Design and Analysis of Flexible Capacitive Power Transfer With Stable Output Capability

This paper presents a novel flexible capacitive power transfer (CPT) system, which has stable output capability when the coupler is deformed. To obtain the flexible coupler structure, the copper foil with the features of light, thin, and cost-efficiency is employed to form the flexible capacitive coupling.

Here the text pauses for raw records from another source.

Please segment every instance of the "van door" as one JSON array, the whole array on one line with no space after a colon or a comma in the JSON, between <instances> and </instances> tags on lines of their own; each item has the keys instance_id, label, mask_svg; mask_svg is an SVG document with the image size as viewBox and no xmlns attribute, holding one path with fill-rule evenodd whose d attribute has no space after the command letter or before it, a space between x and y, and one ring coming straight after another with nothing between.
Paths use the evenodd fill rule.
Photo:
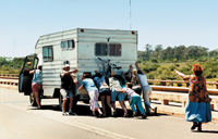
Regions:
<instances>
[{"instance_id":1,"label":"van door","mask_svg":"<svg viewBox=\"0 0 218 139\"><path fill-rule=\"evenodd\" d=\"M24 61L23 68L19 76L19 91L24 92L25 96L31 94L32 92L32 79L33 74L29 74L29 71L36 70L38 64L37 56L26 56Z\"/></svg>"}]
</instances>

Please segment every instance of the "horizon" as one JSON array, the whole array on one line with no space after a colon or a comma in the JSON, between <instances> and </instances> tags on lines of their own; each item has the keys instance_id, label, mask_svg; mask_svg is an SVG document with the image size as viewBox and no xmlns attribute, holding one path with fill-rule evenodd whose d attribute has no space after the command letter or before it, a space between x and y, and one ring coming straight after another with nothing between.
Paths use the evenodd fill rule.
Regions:
<instances>
[{"instance_id":1,"label":"horizon","mask_svg":"<svg viewBox=\"0 0 218 139\"><path fill-rule=\"evenodd\" d=\"M73 28L138 31L138 51L175 46L218 48L216 0L38 0L1 1L0 56L35 52L43 35ZM7 47L5 47L7 46ZM7 49L4 49L7 48Z\"/></svg>"}]
</instances>

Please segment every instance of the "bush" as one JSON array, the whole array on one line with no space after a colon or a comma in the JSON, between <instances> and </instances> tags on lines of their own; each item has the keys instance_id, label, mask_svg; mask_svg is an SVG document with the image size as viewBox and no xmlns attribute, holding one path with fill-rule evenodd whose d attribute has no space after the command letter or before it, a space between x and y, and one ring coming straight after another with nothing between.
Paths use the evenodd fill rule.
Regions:
<instances>
[{"instance_id":1,"label":"bush","mask_svg":"<svg viewBox=\"0 0 218 139\"><path fill-rule=\"evenodd\" d=\"M181 84L181 83L178 83L177 85L178 85L178 87L181 87L181 86L182 86L182 84Z\"/></svg>"}]
</instances>

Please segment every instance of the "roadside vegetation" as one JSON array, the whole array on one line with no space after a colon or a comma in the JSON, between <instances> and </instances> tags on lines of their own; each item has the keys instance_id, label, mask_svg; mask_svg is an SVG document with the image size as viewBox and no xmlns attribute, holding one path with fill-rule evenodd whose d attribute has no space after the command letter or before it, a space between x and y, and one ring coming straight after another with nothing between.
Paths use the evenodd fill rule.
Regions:
<instances>
[{"instance_id":1,"label":"roadside vegetation","mask_svg":"<svg viewBox=\"0 0 218 139\"><path fill-rule=\"evenodd\" d=\"M146 45L145 51L138 51L137 58L149 79L181 80L173 70L190 75L193 64L201 64L208 81L218 80L218 50L208 51L207 48L199 46L162 49L161 45L153 50L150 45Z\"/></svg>"},{"instance_id":2,"label":"roadside vegetation","mask_svg":"<svg viewBox=\"0 0 218 139\"><path fill-rule=\"evenodd\" d=\"M173 70L189 75L192 74L192 65L197 63L204 67L204 76L208 81L218 80L218 50L208 51L199 46L162 49L161 45L153 49L153 46L146 45L145 51L138 51L137 58L148 79L181 80ZM0 56L0 73L20 74L24 59Z\"/></svg>"}]
</instances>

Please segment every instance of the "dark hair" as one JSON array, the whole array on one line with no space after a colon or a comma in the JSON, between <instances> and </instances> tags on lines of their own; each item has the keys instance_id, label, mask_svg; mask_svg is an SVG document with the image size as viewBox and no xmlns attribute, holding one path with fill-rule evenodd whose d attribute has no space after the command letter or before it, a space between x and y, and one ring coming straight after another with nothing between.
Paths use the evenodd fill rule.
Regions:
<instances>
[{"instance_id":1,"label":"dark hair","mask_svg":"<svg viewBox=\"0 0 218 139\"><path fill-rule=\"evenodd\" d=\"M111 77L117 77L117 74L116 73L111 73L110 76Z\"/></svg>"},{"instance_id":2,"label":"dark hair","mask_svg":"<svg viewBox=\"0 0 218 139\"><path fill-rule=\"evenodd\" d=\"M141 72L140 70L137 71L137 74L143 74L143 72Z\"/></svg>"},{"instance_id":3,"label":"dark hair","mask_svg":"<svg viewBox=\"0 0 218 139\"><path fill-rule=\"evenodd\" d=\"M194 75L199 76L199 75L202 75L203 71L204 71L204 68L199 64L193 65Z\"/></svg>"},{"instance_id":4,"label":"dark hair","mask_svg":"<svg viewBox=\"0 0 218 139\"><path fill-rule=\"evenodd\" d=\"M129 88L131 88L132 89L132 87L133 87L133 85L131 84L131 83L126 83L125 84Z\"/></svg>"},{"instance_id":5,"label":"dark hair","mask_svg":"<svg viewBox=\"0 0 218 139\"><path fill-rule=\"evenodd\" d=\"M84 74L83 77L84 78L90 78L90 75L89 74Z\"/></svg>"},{"instance_id":6,"label":"dark hair","mask_svg":"<svg viewBox=\"0 0 218 139\"><path fill-rule=\"evenodd\" d=\"M41 66L41 65L39 65L39 66L38 66L38 70L40 70L40 71L41 71L41 68L43 68L43 66Z\"/></svg>"},{"instance_id":7,"label":"dark hair","mask_svg":"<svg viewBox=\"0 0 218 139\"><path fill-rule=\"evenodd\" d=\"M96 75L95 75L96 77L99 77L99 78L101 78L102 77L102 75L100 74L100 73L96 73Z\"/></svg>"}]
</instances>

To achieve stable output capability, the frequency hand selection method and the frequency splitting characteristic are deduced, which indicates that if the system works on optimized natural resonant frequency, moderate deformation of the copper foil coupler could have negligible effects on output power and efficiency. Furthermore, the finite-element analysis (FEA) is employed to simulate the variation of electric field distribution in the flexible coupler. Finally, a prototype is constructed in the laboratory. The copper foil coupler with 60 mu m thickness and the dimension of 30 x 16 cm is adopted, which can achieve more than 147 W power transfer for a 100 mm air gap with the efficiency over 86%. When the bending displacement is within 40 mm, the fluctuations of received power and efficiency are less than 3.6% and 3.1%, respectively. The measured results validate the feasibility of the proposed CPT system for being applied in flexible scenarios.

Automated summary

This paper presents a novel flexible capacitive power transfer (CPT) system that maintains stable output capability even under deformation of the coupler. A flexible coupler structure is achieved by using copper foil that is light, thin, and cost-effective. The frequency hand selection method and frequency splitting characteristic are deduced to ensure stable output capability, showing that moderate deformation of the copper foil coupler has negligible effects on power and efficiency when the system operates at the optimized natural resonant frequency. Finite-element analysis (FEA) is used to simulate the variation of electric field distribution in the flexible coupler. A prototype is constructed and tested in the laboratory, achieving over 147 W power transfer with an efficiency over 86% for a 100 mm air gap using a copper foil coupler with 60 μm thickness and dimensions of 30 x 16 cm. The fluctuations of received power and efficiency are less than 3.6% and 3.1%, respectively, when the bending displacement is within 40 mm. The measured results validate the feasibility of the proposed CPT system for flexible scenarios.